Core concepts


An outcome represents the result of an activity or workflow execution. The key difference between an outcome and an output is that an outcome is a discrete string value that represents the result of an activity or workflow execution, whereas an output is a data value that is produced by an activity or workflow.

Outcomes are used to determine the next activity to execute in a flowchart. An example of an outcome is Done, which is used to indicate that an activity has completed successfully. Another example is Faulted, which is used to indicate that an activity has failed. Many activities have multiple outcomes, such as Done and Faulted, or True and False in the case of the Decision activity.

When to use Outcomes and when to use Outputs

As mentioned above, activities generate outputs and outcomes, each serving distinct purposes.

Outcomes are particularly valuable in flowcharts, where they enable the linking of an activity to a specific result without delving into the underlying details that led to this result. A prime example is the "Decision" activity, which yields either a True or False outcome. These are represented as distinct ports on the activity within a flowchart, simplifying the visualization of decision paths.

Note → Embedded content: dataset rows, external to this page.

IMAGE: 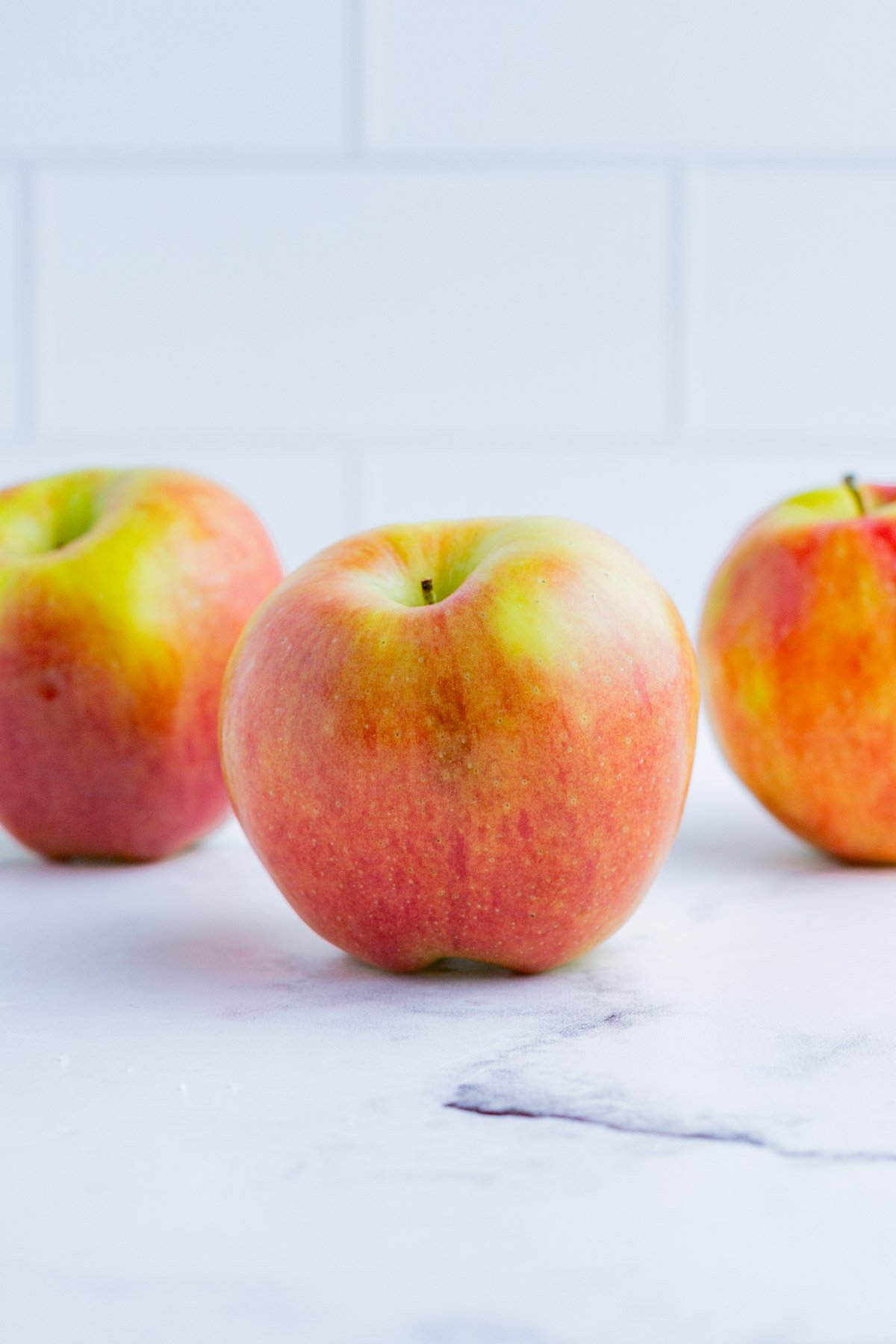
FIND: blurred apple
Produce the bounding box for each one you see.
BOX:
[222,519,697,971]
[0,470,282,859]
[700,477,896,863]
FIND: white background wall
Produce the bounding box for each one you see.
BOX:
[0,0,896,626]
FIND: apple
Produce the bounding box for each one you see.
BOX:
[222,517,697,971]
[0,470,282,859]
[700,477,896,863]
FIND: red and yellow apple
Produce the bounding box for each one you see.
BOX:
[700,477,896,863]
[0,470,282,859]
[222,519,697,971]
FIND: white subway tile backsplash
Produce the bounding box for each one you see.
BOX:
[0,0,348,155]
[685,171,896,435]
[37,169,668,435]
[0,172,22,437]
[367,0,896,155]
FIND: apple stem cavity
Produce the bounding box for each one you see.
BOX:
[844,472,868,516]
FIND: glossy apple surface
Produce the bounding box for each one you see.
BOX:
[222,519,697,971]
[0,470,282,859]
[700,485,896,863]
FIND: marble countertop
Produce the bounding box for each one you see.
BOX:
[0,734,896,1344]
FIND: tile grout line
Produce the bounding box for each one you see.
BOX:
[16,167,37,445]
[666,168,688,445]
[0,154,896,175]
[345,0,367,164]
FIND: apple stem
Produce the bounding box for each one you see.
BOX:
[844,472,868,514]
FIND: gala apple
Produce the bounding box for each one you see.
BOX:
[700,477,896,863]
[0,470,282,859]
[222,519,697,971]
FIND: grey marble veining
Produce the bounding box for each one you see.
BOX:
[0,753,896,1344]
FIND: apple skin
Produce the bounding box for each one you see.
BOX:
[222,519,697,971]
[0,470,282,859]
[700,484,896,863]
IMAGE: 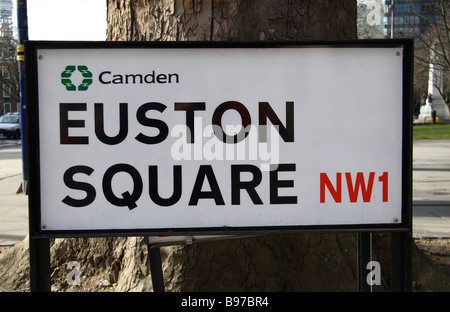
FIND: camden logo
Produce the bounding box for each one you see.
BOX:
[61,65,92,91]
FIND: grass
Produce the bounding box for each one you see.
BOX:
[413,124,450,140]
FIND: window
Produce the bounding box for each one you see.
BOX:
[2,67,10,79]
[3,85,11,98]
[3,103,11,114]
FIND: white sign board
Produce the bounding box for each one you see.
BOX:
[26,43,410,236]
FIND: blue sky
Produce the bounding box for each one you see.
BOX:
[26,0,106,41]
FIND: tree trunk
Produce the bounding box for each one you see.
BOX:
[107,0,356,41]
[107,0,366,291]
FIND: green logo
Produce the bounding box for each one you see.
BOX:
[61,65,92,91]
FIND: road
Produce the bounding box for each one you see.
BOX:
[413,140,450,237]
[0,136,450,245]
[0,135,28,245]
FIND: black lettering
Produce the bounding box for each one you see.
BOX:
[144,70,155,83]
[125,74,142,84]
[156,74,167,83]
[212,101,252,143]
[62,166,96,208]
[189,165,225,206]
[94,103,128,145]
[270,164,297,204]
[136,102,169,144]
[258,102,294,142]
[175,102,206,143]
[112,75,123,84]
[231,165,263,205]
[102,164,143,210]
[98,71,111,84]
[59,103,89,144]
[169,74,180,83]
[148,166,182,207]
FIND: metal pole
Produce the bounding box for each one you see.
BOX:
[147,243,165,292]
[389,0,395,39]
[17,0,28,194]
[391,232,412,292]
[30,236,51,292]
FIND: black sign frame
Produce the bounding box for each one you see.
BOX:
[25,39,414,238]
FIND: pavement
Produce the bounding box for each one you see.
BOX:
[0,137,450,246]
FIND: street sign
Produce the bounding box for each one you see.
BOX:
[26,41,412,235]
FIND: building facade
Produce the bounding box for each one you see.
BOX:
[0,0,20,115]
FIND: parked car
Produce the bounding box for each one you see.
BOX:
[0,113,20,139]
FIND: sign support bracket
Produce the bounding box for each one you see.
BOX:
[147,239,165,292]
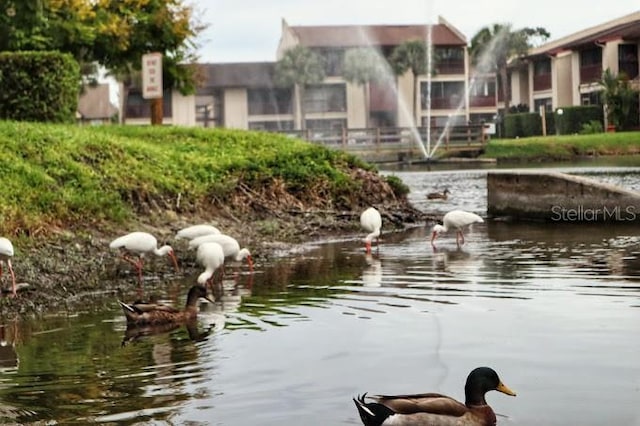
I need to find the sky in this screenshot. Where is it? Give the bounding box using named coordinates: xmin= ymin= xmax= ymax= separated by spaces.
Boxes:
xmin=195 ymin=0 xmax=640 ymax=62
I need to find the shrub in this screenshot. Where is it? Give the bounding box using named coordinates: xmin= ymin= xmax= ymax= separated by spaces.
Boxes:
xmin=0 ymin=52 xmax=80 ymax=122
xmin=555 ymin=105 xmax=603 ymax=135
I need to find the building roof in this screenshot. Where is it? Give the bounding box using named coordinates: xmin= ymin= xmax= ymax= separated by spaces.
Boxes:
xmin=78 ymin=83 xmax=118 ymax=120
xmin=201 ymin=62 xmax=275 ymax=88
xmin=527 ymin=11 xmax=640 ymax=56
xmin=290 ymin=23 xmax=467 ymax=47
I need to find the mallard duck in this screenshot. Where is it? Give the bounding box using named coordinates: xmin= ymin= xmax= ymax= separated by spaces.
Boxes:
xmin=353 ymin=367 xmax=516 ymax=426
xmin=427 ymin=188 xmax=451 ymax=200
xmin=431 ymin=210 xmax=484 ymax=248
xmin=120 ymin=285 xmax=213 ymax=324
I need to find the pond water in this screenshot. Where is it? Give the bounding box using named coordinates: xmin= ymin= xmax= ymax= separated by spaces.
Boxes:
xmin=0 ymin=161 xmax=640 ymax=426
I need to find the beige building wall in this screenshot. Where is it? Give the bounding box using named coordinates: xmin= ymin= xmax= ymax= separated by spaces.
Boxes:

On the other hand, outputs are crucial when subsequent activities require the data generated by a preceding activity. For instance, the "LoadFile" activity produces a file stream as its output. This output can then be either stored in a variable or directly utilized by other activities, facilitating data manipulation and transfer.

The decision of whether to use outputs or outcomes hinges on the specific use cases:

  • If the goal is to facilitate the connection of activities in a flowchart to specific outcomes, then it's advisable to make these outcomes explicitly available from your activity.
  • Conversely, if the objective is to provide data for potential use by other activities — either for further processing or to trigger certain actions based on data values — then it's more appropriate to provide this data as an output. Framing it as an outcome would necessitate simplifying the information to a basic string value, representing the outcome.

To illustrate, let's take a hypothetical "Navigate" activity, designed to execute some internal logic and produce one of four directions: "North", "East", "South", or "West". There are three ways to expose this information from the activity:

  1. As Output: Here, the activity merely presents a "Done" outcome. To act upon the direction provided, an additional activity like "Decision" would be needed to evaluate the direction and generate a True or False result, mirroring the binary outcome structure of the Decision activity.

  2. As Outcome: In this scenario, the activity would present four distinct outcomes: North, East, South, and West. This setup streamlines the process of linking activities based on the direction, as one can directly connect the desired activity to the appropriate outcome.

  3. Both Output and Outcome: Offering the direction information as both an output and an outcome provides the greatest flexibility. This dual approach caters to diverse workflow requirements and allows for a more nuanced and adaptable process design.